If I have my profoundly Deaf nephew at the party? Then, my sign language skill is being used in order to communicate with my nephew. Suddenly I notice eyes on our interaction. Visual interest with the onlookers having, possibly, no idea of conversational content. But they still look. My family sign. So we, as a family, suddenly all communicate. Despite the noise. It’s a shame there is no universal understanding. How enriching it would be. Talking universally. And more intimately. Chatting at parties.
I remember accompanying a profoundly Deaf friend to Bristol and being the interpreter for him at an assessment process so he could join a Circus for Performing Arts. He paid me by paying for some egg, chips and peas in a Fish and Chip shop/restaurant. Two older ladies sat at the next table making statements. “Ah! Look at them. Isn’t it wonderful that they can talk to each other. Looks very strange though. All that pulling of faces. A bit off putting isn’t it?” Other comments that made me feel I was observed as an oddity. I spoke of what they were saying to my friend. He just smiled and laughed. “That’s the way it is…..always” he says. With his hands. Three signs. “Happens always same” accompanied with a world weary smile and a shrug of the shoulders.

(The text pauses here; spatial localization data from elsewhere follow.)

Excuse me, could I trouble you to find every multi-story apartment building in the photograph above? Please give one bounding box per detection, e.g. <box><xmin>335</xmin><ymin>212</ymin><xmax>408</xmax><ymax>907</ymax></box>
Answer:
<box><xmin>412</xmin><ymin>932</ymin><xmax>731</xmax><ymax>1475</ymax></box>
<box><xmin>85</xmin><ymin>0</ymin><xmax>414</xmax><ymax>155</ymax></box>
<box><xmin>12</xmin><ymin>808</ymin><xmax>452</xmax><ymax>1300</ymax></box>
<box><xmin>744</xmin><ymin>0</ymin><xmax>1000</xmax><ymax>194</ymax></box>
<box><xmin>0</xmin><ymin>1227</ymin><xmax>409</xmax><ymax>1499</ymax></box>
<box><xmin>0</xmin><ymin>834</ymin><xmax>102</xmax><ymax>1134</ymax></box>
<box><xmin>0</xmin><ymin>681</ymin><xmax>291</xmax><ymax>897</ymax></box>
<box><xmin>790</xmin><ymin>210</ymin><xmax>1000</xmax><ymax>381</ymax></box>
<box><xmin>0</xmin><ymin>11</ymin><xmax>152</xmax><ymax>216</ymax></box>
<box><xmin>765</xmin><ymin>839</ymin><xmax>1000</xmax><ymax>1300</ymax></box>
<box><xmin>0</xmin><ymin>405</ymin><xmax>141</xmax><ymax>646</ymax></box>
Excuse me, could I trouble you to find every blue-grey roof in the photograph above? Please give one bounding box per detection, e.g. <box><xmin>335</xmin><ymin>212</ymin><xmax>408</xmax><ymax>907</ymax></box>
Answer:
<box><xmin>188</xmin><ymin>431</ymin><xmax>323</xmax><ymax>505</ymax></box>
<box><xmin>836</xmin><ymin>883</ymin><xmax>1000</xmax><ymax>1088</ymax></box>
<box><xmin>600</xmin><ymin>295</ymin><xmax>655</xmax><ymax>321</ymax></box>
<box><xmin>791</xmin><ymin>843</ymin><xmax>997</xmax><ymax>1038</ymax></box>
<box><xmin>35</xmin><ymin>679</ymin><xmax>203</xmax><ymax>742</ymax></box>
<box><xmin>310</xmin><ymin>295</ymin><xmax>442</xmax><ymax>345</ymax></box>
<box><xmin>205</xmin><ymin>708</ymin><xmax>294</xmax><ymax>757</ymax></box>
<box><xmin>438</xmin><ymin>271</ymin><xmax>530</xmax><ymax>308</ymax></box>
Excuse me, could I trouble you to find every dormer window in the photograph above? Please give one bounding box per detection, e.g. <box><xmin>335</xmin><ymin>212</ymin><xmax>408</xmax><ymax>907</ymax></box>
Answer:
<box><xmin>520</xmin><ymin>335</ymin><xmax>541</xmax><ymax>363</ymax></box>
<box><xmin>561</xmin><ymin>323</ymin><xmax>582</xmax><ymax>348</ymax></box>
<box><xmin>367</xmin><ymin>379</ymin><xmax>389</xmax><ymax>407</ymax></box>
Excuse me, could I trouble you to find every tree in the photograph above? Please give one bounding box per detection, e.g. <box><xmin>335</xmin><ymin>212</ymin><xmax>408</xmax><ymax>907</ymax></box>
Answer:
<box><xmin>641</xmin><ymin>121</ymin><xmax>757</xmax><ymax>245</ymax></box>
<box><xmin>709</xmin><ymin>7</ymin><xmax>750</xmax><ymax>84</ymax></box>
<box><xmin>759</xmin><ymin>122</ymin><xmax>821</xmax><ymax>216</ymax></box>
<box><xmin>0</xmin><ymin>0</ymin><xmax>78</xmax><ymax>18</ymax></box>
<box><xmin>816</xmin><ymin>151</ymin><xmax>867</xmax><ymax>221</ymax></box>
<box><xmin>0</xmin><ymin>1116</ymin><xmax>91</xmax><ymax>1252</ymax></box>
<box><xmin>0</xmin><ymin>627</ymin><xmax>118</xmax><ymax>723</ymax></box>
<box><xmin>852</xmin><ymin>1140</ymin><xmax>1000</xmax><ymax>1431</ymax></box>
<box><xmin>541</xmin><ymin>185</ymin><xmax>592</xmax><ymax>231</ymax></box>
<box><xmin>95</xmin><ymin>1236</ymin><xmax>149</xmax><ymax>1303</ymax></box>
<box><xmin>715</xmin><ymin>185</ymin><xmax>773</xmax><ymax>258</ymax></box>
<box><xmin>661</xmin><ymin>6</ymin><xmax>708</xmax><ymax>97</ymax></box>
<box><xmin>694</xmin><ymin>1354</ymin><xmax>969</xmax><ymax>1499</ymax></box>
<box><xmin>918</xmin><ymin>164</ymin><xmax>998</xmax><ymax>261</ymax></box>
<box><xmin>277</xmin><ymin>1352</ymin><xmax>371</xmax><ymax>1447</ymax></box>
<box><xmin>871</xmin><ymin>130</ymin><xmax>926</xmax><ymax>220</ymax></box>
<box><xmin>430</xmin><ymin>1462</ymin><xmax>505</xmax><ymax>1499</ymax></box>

At the end of the meal, we stood to go. I smiled at the two ladies. “They make superb chips don’t they?” I said to them. “Yes they do”, one replied. Not an insight, jaw drop or blush or stammer of awareness of the way they had spoken. I often wonder if the penny dropped later.
A voice is a powerful tool. Words are powerful tools. Sign language is also a powerful tool. I have supported students through their courses in both Further and Higher education. I have argued with lecturers for long periods regarding my voice overs of, what was then, video presentations from Deaf students. They watch the visual expression of British Sign Language and it’s own conceptual inclusions and try to link it to the recorded spoken word accompanying the video presentation. My translations were based on both the manual hand shapes vocabulary signs and visual non manual features. If they described sadness, confusion, happiness, shock, interest, etc. then the facial expression would be presented as to the enormity of those feelings. Placement, directional verbs, timelines, question techniques, plurality, orientation, direction and perfection of hand shapes. This, when translated over to an English format, invariably confused lecturers and teachers. Once I explained the grammar process, their inquisitive minds became fascinated.

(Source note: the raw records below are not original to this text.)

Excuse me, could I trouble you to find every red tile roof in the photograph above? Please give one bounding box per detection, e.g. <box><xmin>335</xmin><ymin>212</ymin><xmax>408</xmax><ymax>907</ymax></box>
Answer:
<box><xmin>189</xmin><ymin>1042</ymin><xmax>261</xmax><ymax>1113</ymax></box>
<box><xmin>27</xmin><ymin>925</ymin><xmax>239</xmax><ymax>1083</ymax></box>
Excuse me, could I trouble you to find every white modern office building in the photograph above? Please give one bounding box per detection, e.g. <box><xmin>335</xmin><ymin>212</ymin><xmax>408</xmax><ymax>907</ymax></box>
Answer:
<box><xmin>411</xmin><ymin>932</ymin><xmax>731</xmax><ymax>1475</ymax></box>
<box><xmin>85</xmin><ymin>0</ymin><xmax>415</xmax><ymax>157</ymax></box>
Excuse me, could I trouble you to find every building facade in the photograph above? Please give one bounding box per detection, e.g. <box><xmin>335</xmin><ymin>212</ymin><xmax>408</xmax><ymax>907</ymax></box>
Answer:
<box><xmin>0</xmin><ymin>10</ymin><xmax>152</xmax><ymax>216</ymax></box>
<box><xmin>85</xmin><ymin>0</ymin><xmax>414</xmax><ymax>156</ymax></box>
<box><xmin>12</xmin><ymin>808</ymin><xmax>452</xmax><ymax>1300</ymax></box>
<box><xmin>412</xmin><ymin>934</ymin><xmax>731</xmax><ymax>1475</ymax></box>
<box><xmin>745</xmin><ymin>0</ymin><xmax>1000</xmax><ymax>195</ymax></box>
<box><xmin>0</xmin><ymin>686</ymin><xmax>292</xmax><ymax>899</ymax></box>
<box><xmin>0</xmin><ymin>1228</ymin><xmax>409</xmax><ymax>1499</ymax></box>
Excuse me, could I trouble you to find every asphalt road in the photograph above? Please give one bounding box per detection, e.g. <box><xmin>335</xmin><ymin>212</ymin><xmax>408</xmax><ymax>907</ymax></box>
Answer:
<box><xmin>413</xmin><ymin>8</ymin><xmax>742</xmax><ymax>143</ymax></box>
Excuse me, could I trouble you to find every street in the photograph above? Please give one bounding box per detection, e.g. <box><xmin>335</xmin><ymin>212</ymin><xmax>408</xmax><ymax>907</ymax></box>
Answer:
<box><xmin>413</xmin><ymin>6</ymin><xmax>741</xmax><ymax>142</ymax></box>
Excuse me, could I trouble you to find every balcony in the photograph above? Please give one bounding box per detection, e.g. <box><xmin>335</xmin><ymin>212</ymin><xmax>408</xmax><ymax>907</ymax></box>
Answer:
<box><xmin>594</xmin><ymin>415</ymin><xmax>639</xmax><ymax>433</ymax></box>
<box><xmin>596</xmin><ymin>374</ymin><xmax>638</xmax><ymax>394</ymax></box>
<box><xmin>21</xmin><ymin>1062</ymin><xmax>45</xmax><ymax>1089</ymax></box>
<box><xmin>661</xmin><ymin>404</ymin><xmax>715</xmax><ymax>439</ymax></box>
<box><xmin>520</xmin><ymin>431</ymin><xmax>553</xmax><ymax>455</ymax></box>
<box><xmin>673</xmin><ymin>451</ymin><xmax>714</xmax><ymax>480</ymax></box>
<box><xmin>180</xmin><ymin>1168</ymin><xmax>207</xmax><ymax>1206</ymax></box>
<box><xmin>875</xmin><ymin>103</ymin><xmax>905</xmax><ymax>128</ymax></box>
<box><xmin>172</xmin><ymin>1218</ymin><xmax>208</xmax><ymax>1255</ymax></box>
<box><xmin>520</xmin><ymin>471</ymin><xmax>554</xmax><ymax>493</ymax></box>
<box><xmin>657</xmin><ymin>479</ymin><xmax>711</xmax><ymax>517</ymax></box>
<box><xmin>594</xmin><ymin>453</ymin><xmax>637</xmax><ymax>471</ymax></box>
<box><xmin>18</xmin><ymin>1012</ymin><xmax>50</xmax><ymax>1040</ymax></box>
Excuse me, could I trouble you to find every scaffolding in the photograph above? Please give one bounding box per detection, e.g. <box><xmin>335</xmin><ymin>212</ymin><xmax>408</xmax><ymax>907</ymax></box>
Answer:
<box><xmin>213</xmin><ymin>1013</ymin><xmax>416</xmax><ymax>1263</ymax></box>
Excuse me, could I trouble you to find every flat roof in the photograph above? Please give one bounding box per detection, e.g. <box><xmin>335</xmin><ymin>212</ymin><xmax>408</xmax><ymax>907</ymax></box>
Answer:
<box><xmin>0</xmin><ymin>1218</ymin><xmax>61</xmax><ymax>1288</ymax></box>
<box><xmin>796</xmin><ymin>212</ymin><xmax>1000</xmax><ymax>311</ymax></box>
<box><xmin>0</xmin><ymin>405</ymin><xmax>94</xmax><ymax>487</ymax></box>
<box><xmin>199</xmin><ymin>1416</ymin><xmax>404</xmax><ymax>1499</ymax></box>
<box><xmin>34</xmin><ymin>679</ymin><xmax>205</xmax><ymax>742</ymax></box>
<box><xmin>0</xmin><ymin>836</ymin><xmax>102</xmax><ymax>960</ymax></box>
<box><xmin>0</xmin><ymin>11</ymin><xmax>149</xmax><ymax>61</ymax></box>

So, why the title ‘Facetime, emails and new promise?’ Because the Deaf community now have access to each other and are able to get on with their lives. Immediacy in the new, modern world and how it has developed. When I was employed in the field, it was all Minicom telephone typing if you had no face to face opportunity. Wonderful thing technology. And those chips did taste good, despite the close company sitting at the next table.